Lettre ouverte adressée au Dr Gaétan Barrette, Ministre de la Santé et des Services sociaux du Gouvernement du Québec

31 mars 2017

Cher Docteur Barrette,

J’étais pleine d’espoir lorsque le Protecteur du citoyen a lancé une enquête à la suite des plaintes de l’étudiante qui a dénonçé les quotas limitatifs de produits d’incontinence dans les établissements de soins de longue durée (CHSLD) du Québec.

J’espérais que l’enquête suscite un changement car je comprends la torture et l’impuissance ressenties quand on sait qu’un aîné de sa famille est victime de maltraitance. Des milliers de Québécois comme moi sont témoins de situations maltraitance subies par leurs proches qui résident dans des CHSLD publics ou privés du Québec.

Ma mère, qui a vécu avec la maladie d’Alzheimer, est entrée dans un CHSLD privé le 16 novembre 2012. Dans ce centre de “soins”, son état s’est détérioré davantage au cours de ses deux premiers mois de résidence que durant les deux années qui ont précédé son entrée. Or, un jour de septembre 2013, j’ai remarqué que sa culotte d’incontinence débordait. Ce n’était pas la première fois, ni la dernière. Découragée par cette situation indigne et dégradante, subie à répétition par ma mère, et ce, malgré mes multiples plaintes, j’ai donc décidé de prendre une photo et de peser sa culotte. Regardez la vidéo :

Je suis certaine que vous êtes au courant, Dr Barrette, que la quantité moyenne d’urine émise par un adulte en bonne santé en une journée varie entre 800 millilitres et deux litres (un adulte boit environ 2 L d’eau/jour). Vu que sa culotte pesait 1 028 gms ce jour-là, on avait laissé ma mère dans son urine durant au moins 11 heures.

En réponse à mes demandes répétées de changer ma mère plus souvent, on m’a pourtant affirmé que cela était fait à toutes les deux heures, ce qui était complètement faux. La culotte d’incontinence de ma mère était toujours mouillée et/ou souillée lorsque je la visitais, peu importe le moment où j’arrivais.

Le manque de soins d’hygiène a causé non seulement de l’inconfort et de l’humiliation à ma mère, mais également des infections de vessie, dont la dernière qu’elle a subie était six semaines avant son décès le 17 août 2016. Pourtant, pendant que je m’occupais d’elle (avant son entrée au CHSLD), elle n’avait jamais souffert d’une infection urinaire.

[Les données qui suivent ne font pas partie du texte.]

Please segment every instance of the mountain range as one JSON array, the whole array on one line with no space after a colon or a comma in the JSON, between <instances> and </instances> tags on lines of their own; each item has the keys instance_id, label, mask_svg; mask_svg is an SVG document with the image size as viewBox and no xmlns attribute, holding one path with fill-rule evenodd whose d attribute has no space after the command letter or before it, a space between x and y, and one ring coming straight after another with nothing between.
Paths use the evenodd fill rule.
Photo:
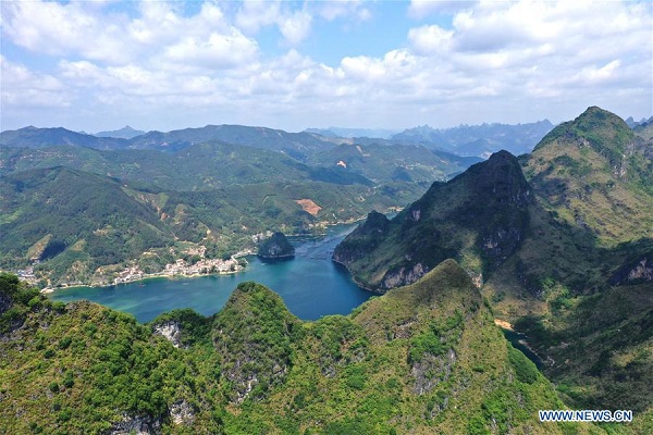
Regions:
<instances>
[{"instance_id":1,"label":"mountain range","mask_svg":"<svg viewBox=\"0 0 653 435\"><path fill-rule=\"evenodd\" d=\"M210 318L177 310L147 325L1 274L0 301L3 433L599 431L534 419L564 403L453 260L316 322L255 283Z\"/></svg>"},{"instance_id":2,"label":"mountain range","mask_svg":"<svg viewBox=\"0 0 653 435\"><path fill-rule=\"evenodd\" d=\"M396 210L477 161L241 126L131 140L28 127L2 140L0 266L34 266L51 286L107 284L134 265L157 272L197 249L256 251L252 239L266 232L319 233L374 208Z\"/></svg>"},{"instance_id":3,"label":"mountain range","mask_svg":"<svg viewBox=\"0 0 653 435\"><path fill-rule=\"evenodd\" d=\"M371 213L333 258L381 293L454 258L569 402L650 413L652 151L589 108L531 154L497 152L392 220Z\"/></svg>"}]
</instances>

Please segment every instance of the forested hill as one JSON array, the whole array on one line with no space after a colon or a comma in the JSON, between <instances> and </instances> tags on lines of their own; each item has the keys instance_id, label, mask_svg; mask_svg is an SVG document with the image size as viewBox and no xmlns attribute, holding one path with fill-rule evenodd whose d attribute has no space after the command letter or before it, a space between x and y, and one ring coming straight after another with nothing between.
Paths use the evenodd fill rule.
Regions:
<instances>
[{"instance_id":1,"label":"forested hill","mask_svg":"<svg viewBox=\"0 0 653 435\"><path fill-rule=\"evenodd\" d=\"M7 274L0 302L3 433L597 430L538 421L564 403L454 261L316 322L254 283L211 318L180 310L148 325L51 303Z\"/></svg>"},{"instance_id":2,"label":"forested hill","mask_svg":"<svg viewBox=\"0 0 653 435\"><path fill-rule=\"evenodd\" d=\"M455 258L577 407L653 412L653 141L589 108L519 159L493 154L334 252L385 291ZM503 162L500 164L500 162Z\"/></svg>"}]
</instances>

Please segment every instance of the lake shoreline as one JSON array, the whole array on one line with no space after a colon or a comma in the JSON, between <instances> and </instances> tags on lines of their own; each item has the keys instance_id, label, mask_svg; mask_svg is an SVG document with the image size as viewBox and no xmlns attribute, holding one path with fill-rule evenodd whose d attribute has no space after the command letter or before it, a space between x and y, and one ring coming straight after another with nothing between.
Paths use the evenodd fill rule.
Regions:
<instances>
[{"instance_id":1,"label":"lake shoreline","mask_svg":"<svg viewBox=\"0 0 653 435\"><path fill-rule=\"evenodd\" d=\"M245 257L249 257L249 256L256 256L252 252L238 252L234 256L232 256L232 259L239 259L239 258L245 258ZM218 272L210 272L210 273L178 273L178 272L169 272L169 271L161 271L161 272L156 272L156 273L148 273L145 275L140 275L137 278L124 278L124 281L121 281L119 283L113 283L113 284L107 284L107 285L85 285L85 284L60 284L57 287L45 287L40 290L41 294L44 295L49 295L49 294L53 294L57 290L63 290L66 288L82 288L82 287L87 287L87 288L109 288L109 287L113 287L116 285L121 285L121 284L134 284L134 283L141 283L148 279L153 279L153 278L165 278L165 279L174 279L176 277L178 278L199 278L202 276L222 276L222 275L234 275L237 273L245 273L247 272L247 266L242 266L241 269L237 269L235 271L218 271Z\"/></svg>"}]
</instances>

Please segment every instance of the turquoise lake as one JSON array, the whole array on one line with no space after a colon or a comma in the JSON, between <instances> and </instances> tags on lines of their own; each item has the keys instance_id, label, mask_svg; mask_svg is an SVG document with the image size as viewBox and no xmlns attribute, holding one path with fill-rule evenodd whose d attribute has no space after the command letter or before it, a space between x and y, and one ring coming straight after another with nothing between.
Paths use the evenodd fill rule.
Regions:
<instances>
[{"instance_id":1,"label":"turquoise lake","mask_svg":"<svg viewBox=\"0 0 653 435\"><path fill-rule=\"evenodd\" d=\"M246 271L233 275L150 278L110 287L65 288L49 297L61 302L88 299L134 314L146 323L177 308L192 308L211 315L220 311L239 283L255 281L276 291L299 319L348 314L372 296L356 286L342 265L331 261L335 246L355 226L332 227L320 239L291 239L295 246L292 260L261 262L257 257L247 257Z\"/></svg>"}]
</instances>

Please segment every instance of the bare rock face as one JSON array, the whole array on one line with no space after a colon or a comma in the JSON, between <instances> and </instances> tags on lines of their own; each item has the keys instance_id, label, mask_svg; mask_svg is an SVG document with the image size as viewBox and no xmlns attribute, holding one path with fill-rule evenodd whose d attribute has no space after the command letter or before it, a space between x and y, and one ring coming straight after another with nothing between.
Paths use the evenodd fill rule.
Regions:
<instances>
[{"instance_id":1,"label":"bare rock face","mask_svg":"<svg viewBox=\"0 0 653 435\"><path fill-rule=\"evenodd\" d=\"M182 328L176 321L169 321L155 325L153 333L165 337L172 343L172 346L178 348L182 344Z\"/></svg>"},{"instance_id":2,"label":"bare rock face","mask_svg":"<svg viewBox=\"0 0 653 435\"><path fill-rule=\"evenodd\" d=\"M653 253L621 266L611 278L612 285L653 281Z\"/></svg>"},{"instance_id":3,"label":"bare rock face","mask_svg":"<svg viewBox=\"0 0 653 435\"><path fill-rule=\"evenodd\" d=\"M161 421L148 417L130 417L123 414L123 419L113 423L107 434L109 435L158 435L161 433Z\"/></svg>"},{"instance_id":4,"label":"bare rock face","mask_svg":"<svg viewBox=\"0 0 653 435\"><path fill-rule=\"evenodd\" d=\"M258 256L263 259L284 259L295 257L295 248L283 233L274 233L261 244Z\"/></svg>"}]
</instances>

Quand j’ai su qu’il y avait une enquête du Protecteur du citoyen, j’ai tenu à y participer. J’ai parlé longuement au téléphone avec une représentante du Protecteur. Je lui ai raconté mon histoire, incluant l’incident mentionné ci-haut. Je lui ai expliqué que nous payions pour les culottes d’incontinence de ma mère; il n’y avait aucune raison de les rationner. Je lui ai dit que l’expérience de maman n’avait rien à voir avec les quotas mais était selon moi plutôt une question de manque de personnel et de soins, de formation et de connaissances, et surtout un manque de compassion et compréhension des besoins des personnes âgées souffrant d’Alzheimer.

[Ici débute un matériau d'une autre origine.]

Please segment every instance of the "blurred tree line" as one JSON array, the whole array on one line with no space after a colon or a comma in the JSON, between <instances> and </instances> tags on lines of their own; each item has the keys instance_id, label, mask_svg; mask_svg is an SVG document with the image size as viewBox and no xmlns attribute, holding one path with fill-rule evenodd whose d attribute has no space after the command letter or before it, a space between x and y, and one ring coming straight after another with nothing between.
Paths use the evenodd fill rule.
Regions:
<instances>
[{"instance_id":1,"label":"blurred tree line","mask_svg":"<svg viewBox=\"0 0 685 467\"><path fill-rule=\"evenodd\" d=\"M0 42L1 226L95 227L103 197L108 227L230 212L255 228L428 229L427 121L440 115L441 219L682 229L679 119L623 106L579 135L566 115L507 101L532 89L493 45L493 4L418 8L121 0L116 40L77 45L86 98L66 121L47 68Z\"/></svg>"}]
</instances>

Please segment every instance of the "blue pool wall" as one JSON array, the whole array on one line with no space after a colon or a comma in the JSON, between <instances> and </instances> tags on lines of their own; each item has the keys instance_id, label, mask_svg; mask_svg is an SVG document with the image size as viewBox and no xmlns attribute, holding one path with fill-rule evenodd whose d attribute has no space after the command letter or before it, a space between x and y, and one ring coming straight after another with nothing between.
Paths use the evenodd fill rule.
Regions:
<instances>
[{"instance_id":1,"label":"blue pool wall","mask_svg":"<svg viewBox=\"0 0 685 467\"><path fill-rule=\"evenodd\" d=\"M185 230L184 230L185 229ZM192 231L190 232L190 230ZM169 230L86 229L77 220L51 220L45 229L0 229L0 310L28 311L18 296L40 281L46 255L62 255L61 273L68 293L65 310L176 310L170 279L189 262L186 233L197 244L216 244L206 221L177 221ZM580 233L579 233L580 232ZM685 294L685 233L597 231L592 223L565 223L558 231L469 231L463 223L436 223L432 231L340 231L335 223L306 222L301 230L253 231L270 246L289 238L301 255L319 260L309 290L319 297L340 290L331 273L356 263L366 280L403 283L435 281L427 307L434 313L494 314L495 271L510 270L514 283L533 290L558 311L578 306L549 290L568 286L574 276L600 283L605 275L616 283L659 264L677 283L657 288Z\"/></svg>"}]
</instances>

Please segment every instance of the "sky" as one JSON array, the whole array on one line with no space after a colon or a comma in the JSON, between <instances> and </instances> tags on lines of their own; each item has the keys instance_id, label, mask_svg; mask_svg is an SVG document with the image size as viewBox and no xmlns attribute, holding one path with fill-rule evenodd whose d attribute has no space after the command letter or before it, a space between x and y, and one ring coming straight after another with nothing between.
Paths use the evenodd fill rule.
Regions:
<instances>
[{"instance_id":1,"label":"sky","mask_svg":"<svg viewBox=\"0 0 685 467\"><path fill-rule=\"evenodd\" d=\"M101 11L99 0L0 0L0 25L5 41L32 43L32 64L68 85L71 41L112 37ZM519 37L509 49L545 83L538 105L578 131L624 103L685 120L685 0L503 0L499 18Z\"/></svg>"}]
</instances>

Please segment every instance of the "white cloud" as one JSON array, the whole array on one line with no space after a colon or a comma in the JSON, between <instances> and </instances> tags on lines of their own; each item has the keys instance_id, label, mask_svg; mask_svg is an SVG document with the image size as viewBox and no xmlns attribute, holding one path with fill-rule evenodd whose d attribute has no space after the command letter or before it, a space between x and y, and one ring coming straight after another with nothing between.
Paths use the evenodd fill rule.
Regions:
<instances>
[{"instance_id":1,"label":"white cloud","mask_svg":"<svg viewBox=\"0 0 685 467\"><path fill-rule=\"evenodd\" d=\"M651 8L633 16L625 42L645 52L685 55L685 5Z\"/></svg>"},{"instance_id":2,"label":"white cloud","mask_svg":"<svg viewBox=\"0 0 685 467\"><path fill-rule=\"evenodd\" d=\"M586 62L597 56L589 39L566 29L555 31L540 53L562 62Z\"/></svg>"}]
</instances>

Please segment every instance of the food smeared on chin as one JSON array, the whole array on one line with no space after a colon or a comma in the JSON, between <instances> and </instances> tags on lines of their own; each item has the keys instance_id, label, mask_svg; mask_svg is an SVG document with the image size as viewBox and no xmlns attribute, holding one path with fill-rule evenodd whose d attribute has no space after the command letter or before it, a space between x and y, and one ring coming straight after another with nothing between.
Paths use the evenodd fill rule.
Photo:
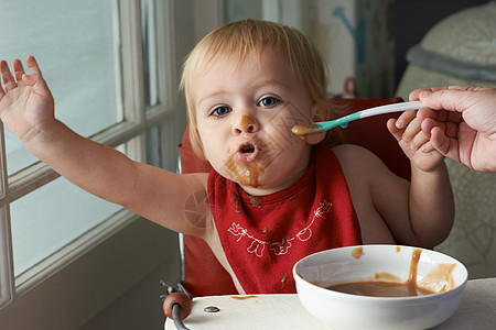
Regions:
<instances>
[{"instance_id":1,"label":"food smeared on chin","mask_svg":"<svg viewBox=\"0 0 496 330\"><path fill-rule=\"evenodd\" d=\"M274 148L260 141L245 141L224 162L224 170L241 185L259 187L259 178L276 157Z\"/></svg>"},{"instance_id":2,"label":"food smeared on chin","mask_svg":"<svg viewBox=\"0 0 496 330\"><path fill-rule=\"evenodd\" d=\"M310 124L300 124L300 125L294 125L291 129L291 132L293 132L296 135L300 135L301 139L305 139L306 135L310 135L313 133L313 130L319 129L320 127L315 123L310 123Z\"/></svg>"}]
</instances>

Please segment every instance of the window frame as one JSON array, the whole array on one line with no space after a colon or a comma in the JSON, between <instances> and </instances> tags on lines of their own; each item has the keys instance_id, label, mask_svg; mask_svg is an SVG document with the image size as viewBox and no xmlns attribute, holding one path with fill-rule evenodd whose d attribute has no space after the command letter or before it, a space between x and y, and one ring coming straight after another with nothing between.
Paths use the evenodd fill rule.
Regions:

Le premier paragraphe du Rapport d’intervention concernant les quotas limitatifs de produits d’incontinence du Protecteur du citoyen (publié en mars 2017) dit que « l’enquête visait à s’assurer que les droits des personnes âgées hébergées soient respectés et qu’elles soient traitées avec dignité et respect ».

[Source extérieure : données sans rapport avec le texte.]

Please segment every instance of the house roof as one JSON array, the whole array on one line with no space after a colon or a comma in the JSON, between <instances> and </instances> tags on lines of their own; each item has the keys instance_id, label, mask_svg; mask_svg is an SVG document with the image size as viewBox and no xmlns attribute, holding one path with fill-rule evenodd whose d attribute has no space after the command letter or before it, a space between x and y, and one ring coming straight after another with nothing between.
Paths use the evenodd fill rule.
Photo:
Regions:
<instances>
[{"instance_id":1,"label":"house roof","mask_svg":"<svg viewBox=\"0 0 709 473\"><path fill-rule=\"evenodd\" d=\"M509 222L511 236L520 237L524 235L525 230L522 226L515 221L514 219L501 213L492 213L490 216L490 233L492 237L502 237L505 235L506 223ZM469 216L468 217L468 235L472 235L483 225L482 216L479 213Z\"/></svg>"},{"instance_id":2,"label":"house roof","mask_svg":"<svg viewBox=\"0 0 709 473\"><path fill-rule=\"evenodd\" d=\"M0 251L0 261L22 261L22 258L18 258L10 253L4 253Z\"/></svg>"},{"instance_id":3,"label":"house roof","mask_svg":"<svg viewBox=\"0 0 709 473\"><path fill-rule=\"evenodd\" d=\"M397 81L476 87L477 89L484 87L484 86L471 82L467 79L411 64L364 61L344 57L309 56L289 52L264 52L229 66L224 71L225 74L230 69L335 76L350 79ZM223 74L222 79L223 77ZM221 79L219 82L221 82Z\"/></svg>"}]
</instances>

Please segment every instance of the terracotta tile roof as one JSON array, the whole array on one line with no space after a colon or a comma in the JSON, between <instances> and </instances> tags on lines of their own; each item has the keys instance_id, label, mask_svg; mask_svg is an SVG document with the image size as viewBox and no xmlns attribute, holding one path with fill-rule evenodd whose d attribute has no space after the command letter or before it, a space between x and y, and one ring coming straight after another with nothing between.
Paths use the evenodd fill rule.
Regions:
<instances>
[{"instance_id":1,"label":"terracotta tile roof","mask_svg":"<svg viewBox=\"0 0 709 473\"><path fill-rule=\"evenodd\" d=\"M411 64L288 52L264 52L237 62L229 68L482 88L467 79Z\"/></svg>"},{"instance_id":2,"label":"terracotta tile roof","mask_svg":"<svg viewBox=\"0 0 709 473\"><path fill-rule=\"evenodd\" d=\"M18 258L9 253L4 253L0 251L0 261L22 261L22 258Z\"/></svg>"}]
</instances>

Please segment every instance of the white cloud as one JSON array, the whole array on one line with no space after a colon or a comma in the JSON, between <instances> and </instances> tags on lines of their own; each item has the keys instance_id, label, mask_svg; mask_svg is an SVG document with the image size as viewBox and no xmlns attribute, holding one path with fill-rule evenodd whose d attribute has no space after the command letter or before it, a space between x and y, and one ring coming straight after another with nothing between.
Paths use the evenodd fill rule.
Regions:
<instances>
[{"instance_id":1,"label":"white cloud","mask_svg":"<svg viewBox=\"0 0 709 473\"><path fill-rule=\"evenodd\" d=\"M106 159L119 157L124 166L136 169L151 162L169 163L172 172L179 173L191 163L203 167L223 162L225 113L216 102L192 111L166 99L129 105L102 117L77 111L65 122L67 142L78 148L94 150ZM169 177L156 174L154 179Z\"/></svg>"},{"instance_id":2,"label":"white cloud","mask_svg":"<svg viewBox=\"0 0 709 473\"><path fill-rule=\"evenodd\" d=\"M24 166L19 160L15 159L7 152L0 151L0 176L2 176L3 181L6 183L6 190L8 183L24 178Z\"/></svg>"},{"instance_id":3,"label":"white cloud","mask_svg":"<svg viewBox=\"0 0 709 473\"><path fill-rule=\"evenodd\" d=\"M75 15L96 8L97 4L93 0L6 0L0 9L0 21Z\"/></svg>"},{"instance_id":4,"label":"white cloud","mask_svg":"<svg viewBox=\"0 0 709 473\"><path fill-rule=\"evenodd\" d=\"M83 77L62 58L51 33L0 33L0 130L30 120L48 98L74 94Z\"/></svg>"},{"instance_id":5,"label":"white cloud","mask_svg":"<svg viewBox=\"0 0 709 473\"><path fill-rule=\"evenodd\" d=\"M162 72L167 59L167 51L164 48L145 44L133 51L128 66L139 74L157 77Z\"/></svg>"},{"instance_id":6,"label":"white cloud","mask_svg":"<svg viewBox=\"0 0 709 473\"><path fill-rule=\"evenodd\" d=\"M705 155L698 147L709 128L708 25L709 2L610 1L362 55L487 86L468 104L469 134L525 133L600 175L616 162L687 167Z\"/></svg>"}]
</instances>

Où sont passés le “respect” et la “dignité “, Dr Barrette, quand la culotte d’incontinence d’une femme de 86 ans déborde et pèse plus d’un kilo ? Pouvez-vous vous imaginer à quel point cela peut être inconfortable? Et pensez à l’humiliation que cela entraîne…

L’enquête du Protecteur du citoyen ainsi que le rapport mentionné précédemment passent complètement à côté du problème réel, tout comme le brouhaha entourant le scandale du « bain une fois la semaine » et celui des « pommes de terre déshydratées » … Ce sont là les symptômes de problèmes beaucoup plus graves.

La majorité des infirmiers, infirmières et autres travailleurs de première ligne dans les CHSLD n’ont aucune intention de causer du tort aux patients. Malheureusement, la négligence et l’abus résultent d’un système dont ils font partie, et bien qu’involontaires, ces erreurs demeurent inacceptables. Le véritable problème est l’absence d’une culture des soins, de la compassion et de la compétence en ce qui concerne les soins de longue durée. 

Il est temps de cesser de défendre le système et de commencer à défendre les gens, c’est-à-dire les résidents, leurs familles et les travailleurs qui veulent faire avancer les choses et prendre réellement soin de leurs patients au lieu d’être forcés à les négliger et à les laisser dépérir dans des installations qui sont devenues des entrepôts pour les vieux, les infirmes et ceux qui souffrent d’une déficience neurologique. Il est temps de se poser les vraies questions et d’écouter ceux qui dénoncent les vrais problèmes et qui disent la vérité. Il faut prendre des mesures immédiates et efficaces pour corriger ce qui ne tourne pas rond dans les CHSLD du Québec.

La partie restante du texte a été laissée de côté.